Other Expenses: This appropriation is to be used for operating expenses of the agency as well as miscellaneous purposes not included in some other appropriation. The items charged to this appropriation are those under the headings of contractual services, commodities (supplies) and Sundry charges.
Personal Services: An appropriation common to a state agency is to be used only for actual direct personal services. All expenses changeable to this appropriation must be on a state payroll. Regular salaries, overtime, payments for vacation and sick leave, longevity and shift differential are examples of items covered by this account.
Program Budget: An estimate of proposed expenditures expressed as major programs of sub-programs of the budgeted agencies and the means of financing them.
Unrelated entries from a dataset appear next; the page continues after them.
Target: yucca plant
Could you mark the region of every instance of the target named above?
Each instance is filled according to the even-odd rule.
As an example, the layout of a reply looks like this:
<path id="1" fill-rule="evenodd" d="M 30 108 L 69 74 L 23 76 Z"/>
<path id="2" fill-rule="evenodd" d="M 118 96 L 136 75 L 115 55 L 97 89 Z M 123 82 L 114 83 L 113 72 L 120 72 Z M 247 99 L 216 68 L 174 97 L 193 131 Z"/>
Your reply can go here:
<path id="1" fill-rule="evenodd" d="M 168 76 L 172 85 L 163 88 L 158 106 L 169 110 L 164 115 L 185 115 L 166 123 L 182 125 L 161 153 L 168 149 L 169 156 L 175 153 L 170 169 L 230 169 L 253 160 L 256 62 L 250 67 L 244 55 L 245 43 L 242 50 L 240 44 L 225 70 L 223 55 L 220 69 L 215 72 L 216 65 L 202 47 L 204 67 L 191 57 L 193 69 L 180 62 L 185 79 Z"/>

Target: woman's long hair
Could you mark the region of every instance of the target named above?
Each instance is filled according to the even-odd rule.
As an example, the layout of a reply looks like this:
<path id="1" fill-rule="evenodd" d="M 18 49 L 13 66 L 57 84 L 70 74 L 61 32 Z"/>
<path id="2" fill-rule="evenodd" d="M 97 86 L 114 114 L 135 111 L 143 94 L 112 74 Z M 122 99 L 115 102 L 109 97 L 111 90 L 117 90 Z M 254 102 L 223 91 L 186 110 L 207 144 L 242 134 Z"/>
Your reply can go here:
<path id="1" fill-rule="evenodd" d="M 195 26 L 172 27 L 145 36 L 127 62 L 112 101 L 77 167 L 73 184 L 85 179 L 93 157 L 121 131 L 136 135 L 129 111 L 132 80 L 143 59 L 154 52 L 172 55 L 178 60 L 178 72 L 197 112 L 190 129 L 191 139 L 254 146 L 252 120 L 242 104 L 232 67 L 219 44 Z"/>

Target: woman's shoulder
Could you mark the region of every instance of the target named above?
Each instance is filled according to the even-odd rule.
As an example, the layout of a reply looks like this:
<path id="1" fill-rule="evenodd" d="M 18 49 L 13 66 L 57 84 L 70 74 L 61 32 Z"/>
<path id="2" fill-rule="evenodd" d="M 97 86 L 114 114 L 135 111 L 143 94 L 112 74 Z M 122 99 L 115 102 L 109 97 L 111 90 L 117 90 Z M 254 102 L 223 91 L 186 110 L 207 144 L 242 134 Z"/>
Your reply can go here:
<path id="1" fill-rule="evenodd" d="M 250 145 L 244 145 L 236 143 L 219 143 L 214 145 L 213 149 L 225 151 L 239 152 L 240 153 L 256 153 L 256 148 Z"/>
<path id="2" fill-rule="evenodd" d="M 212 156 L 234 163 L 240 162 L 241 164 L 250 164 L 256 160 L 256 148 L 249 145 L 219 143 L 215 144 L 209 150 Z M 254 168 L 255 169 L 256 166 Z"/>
Includes program objectives, description of program, performance measures, and an explanation of significant program changes requested and recommended.
Reimbursement: Cash or other assets received as a repayment of the cost of work or services performed, or of other expenditures made for or on behalf of another governmental unit, fund or department.
Revenue: Additions to cash or the current assets which neither increase any liability or reserve nor represent the recovery of an expenditure.
Special Revenue Fund: Any fund which is to be used only in accordance with specific regulations, including any fund created by law authorizing and requiring the receipt of specific taxes or other revenues to be used to finance particular activities. (Examples: Transportation Fund, Soldiers, Sailors and Marines Fund, Regional Market Operating Fund, Higher Education Tuition Funds.)
Surplus: The excess of the assets of a fund over its liabilities or the excess of its resources over its obligations and reserves.
Transportation Fund: The operating fund of the State Transportation Department within which are financed the ordinary, everyday operations of the department plus debt service on bonds issued for transportation purposes, fringe benefits for DOT employees and other related costs.
Turnover: A reduction made in the personal services account of an agency based on the loss of employees through attrition (retirement, quits), replacing them with new employees at lower salaries and delays in filling vacant positions.